When you are reaching your retirement years and your children have moved out of the family nest, you will inevitably ask yourself, is it time to downsize into a smaller home?
It seems like a logical step. Your house has served its purpose in accommodating your family’s needs for a few decades, but now the swimming pool is no longer used, rooms sit vacant, and it is becoming difficult to maintain.
You may prefer to sell the property and buy an affordable apartment or a townhouse that may be in a completely different area, or somewhere closer to your children.
This all sounds plain and simple, but downsizing is quite a life-changing move, so you will want to think seriously about it before deciding. Here are four things you should take into consideration.
Your reasons and motivations for downsizing
You should consider your reasons for downsizing as you do not want to regret it later. Is the current home becoming too difficult to manage? Are you looking for a change of setting such as a sea or tree change? Do you want to reduce your debts or living costs by selling your current place? You may want to talk to friends who have already made the move, as well as to your children, so you can clarify your thoughts. Nothing is too trivial and you should always weigh up the pros and cons.
Where you will live next
When you downsize, what sort of potential properties do you want to live in next? For example, do you want to move into an apartment, townhouse or perhaps a retirement village? Do your research on potential homes you want to live in next and features such as single level layouts, storage space, and possible strata fees. Another consideration is the fact that with a smaller space, you will inevitably need to reduce your belongings, including much-loved items.
The costs of selling
Depending on where you live, the market may be a factor as to why you are selling as you might be able to capitalise on strong price growth.

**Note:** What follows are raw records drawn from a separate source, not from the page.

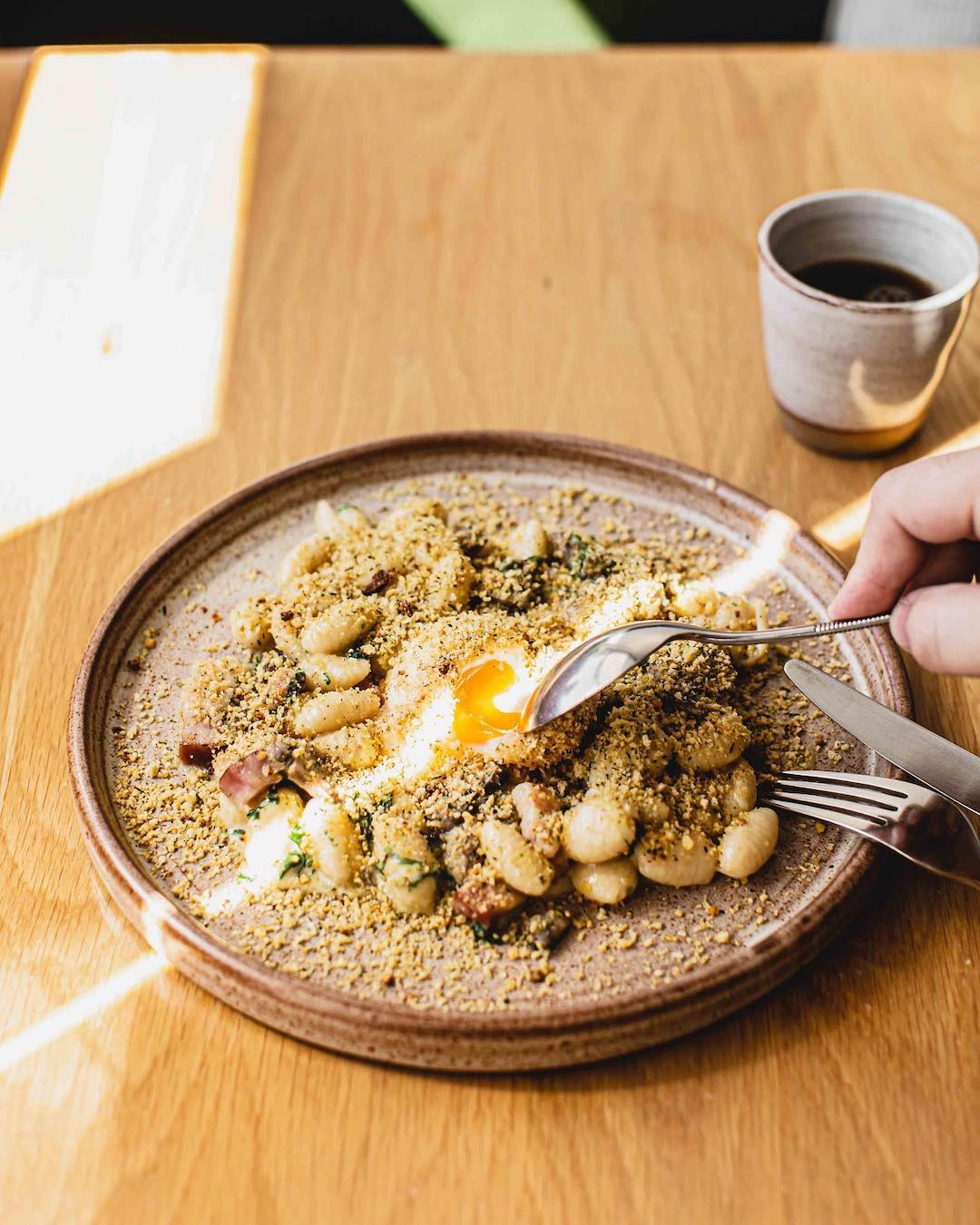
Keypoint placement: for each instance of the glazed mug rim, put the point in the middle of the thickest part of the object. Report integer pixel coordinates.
(934, 301)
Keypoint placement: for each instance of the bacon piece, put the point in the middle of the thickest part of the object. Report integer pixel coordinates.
(250, 776)
(483, 902)
(198, 744)
(377, 582)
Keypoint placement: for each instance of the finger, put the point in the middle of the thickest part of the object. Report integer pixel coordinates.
(940, 627)
(947, 564)
(930, 501)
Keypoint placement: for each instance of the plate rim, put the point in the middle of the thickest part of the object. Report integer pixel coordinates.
(713, 991)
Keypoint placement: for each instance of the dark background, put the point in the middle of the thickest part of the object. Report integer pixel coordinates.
(28, 22)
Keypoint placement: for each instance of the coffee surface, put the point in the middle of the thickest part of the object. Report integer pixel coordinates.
(865, 280)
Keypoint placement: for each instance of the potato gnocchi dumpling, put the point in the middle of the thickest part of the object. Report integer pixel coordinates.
(363, 730)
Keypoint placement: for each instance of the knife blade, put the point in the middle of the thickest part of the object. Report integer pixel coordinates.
(945, 767)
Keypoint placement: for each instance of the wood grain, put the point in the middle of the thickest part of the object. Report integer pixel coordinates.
(441, 241)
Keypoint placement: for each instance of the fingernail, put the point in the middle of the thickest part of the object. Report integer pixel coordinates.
(899, 620)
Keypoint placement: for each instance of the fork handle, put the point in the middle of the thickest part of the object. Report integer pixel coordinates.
(789, 632)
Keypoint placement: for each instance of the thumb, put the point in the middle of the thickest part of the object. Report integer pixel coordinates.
(940, 627)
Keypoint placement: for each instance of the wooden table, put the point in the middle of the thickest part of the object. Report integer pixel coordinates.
(563, 244)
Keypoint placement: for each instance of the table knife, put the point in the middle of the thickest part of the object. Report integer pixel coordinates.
(947, 769)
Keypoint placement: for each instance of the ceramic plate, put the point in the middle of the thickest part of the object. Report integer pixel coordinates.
(612, 995)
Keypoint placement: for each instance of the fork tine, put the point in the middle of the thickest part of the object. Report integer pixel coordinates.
(865, 804)
(822, 812)
(903, 790)
(839, 801)
(868, 786)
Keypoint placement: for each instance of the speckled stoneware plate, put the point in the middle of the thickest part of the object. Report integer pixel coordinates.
(655, 968)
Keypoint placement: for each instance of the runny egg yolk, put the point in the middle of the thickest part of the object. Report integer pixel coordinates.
(476, 718)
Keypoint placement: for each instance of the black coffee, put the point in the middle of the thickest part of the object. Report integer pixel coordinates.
(864, 280)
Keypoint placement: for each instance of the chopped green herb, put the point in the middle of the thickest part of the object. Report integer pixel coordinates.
(583, 559)
(485, 934)
(403, 861)
(271, 797)
(298, 860)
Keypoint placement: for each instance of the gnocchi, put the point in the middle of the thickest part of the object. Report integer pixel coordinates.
(748, 843)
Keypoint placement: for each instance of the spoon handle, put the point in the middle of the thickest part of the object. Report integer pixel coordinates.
(788, 632)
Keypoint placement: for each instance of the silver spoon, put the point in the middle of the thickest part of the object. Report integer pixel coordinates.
(591, 667)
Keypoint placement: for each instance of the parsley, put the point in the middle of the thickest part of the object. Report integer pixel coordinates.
(583, 560)
(403, 861)
(485, 934)
(271, 797)
(296, 859)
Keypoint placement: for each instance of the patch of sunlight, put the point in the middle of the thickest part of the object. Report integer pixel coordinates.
(762, 559)
(120, 216)
(80, 1010)
(842, 529)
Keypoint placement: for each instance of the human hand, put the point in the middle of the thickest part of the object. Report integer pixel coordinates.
(921, 543)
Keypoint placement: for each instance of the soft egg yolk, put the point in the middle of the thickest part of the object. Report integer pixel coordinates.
(476, 717)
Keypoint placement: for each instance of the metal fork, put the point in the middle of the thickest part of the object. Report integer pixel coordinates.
(908, 818)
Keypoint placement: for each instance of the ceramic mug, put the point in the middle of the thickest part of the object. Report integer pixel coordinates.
(858, 377)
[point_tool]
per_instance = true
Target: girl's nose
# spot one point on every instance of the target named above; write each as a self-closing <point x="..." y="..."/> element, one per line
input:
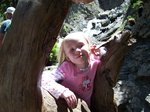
<point x="78" y="51"/>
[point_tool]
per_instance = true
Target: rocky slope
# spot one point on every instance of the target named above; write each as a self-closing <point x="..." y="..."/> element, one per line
<point x="132" y="92"/>
<point x="100" y="22"/>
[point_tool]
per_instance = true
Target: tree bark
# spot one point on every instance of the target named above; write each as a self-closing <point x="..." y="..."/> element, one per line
<point x="107" y="73"/>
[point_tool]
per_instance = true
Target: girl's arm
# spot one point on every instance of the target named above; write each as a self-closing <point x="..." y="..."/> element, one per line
<point x="49" y="83"/>
<point x="98" y="50"/>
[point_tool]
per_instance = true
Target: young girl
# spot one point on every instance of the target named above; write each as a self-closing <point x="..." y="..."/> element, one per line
<point x="78" y="61"/>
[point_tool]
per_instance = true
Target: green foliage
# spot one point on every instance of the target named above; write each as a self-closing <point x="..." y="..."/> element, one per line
<point x="54" y="53"/>
<point x="136" y="3"/>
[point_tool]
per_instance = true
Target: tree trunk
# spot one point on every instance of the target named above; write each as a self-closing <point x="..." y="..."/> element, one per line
<point x="107" y="73"/>
<point x="33" y="32"/>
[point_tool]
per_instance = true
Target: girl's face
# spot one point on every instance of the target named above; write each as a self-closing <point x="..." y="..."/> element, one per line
<point x="77" y="51"/>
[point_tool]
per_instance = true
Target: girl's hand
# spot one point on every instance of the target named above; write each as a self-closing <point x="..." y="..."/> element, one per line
<point x="70" y="98"/>
<point x="95" y="50"/>
<point x="98" y="51"/>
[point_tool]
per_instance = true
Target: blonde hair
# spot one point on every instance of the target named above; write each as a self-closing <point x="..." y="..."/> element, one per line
<point x="61" y="55"/>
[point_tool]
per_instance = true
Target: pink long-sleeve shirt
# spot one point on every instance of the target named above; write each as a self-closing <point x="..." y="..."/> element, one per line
<point x="77" y="80"/>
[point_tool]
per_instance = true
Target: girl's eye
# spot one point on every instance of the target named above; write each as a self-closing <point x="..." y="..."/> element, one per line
<point x="72" y="49"/>
<point x="80" y="46"/>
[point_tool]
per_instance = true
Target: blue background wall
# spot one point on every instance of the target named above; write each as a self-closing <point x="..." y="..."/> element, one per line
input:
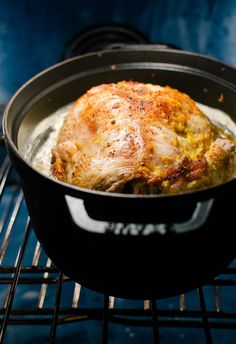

The income you receive from the sale of your home can be used to either buy a smaller home with potentially money left over, or you can put it towards your retirement plans.
However, depending on where and what you buy, and how much you need to spend on costs such as agent fees and stamp duty, you may not be left with much. Also, any extra cash you have may impact on your pension entitlements.
Alternatives to downsizing
On the flipside, you should also consider what you could do if you stayed put in your current home. You may realise you can remain in your house for another couple of years before downsizing, or that your children have plans to eventually return to it.
There are several things you can do to your property and these can help you build equity, especially if you plan to sell. You could rent out a room or a section of the house to a student or young adult, or you could renovate the home such as adding an extension or building a granny flat.
Downsizing is a big decision so it is important to always do your research and speak to a professional, such as a financial planner, if you need further guidance.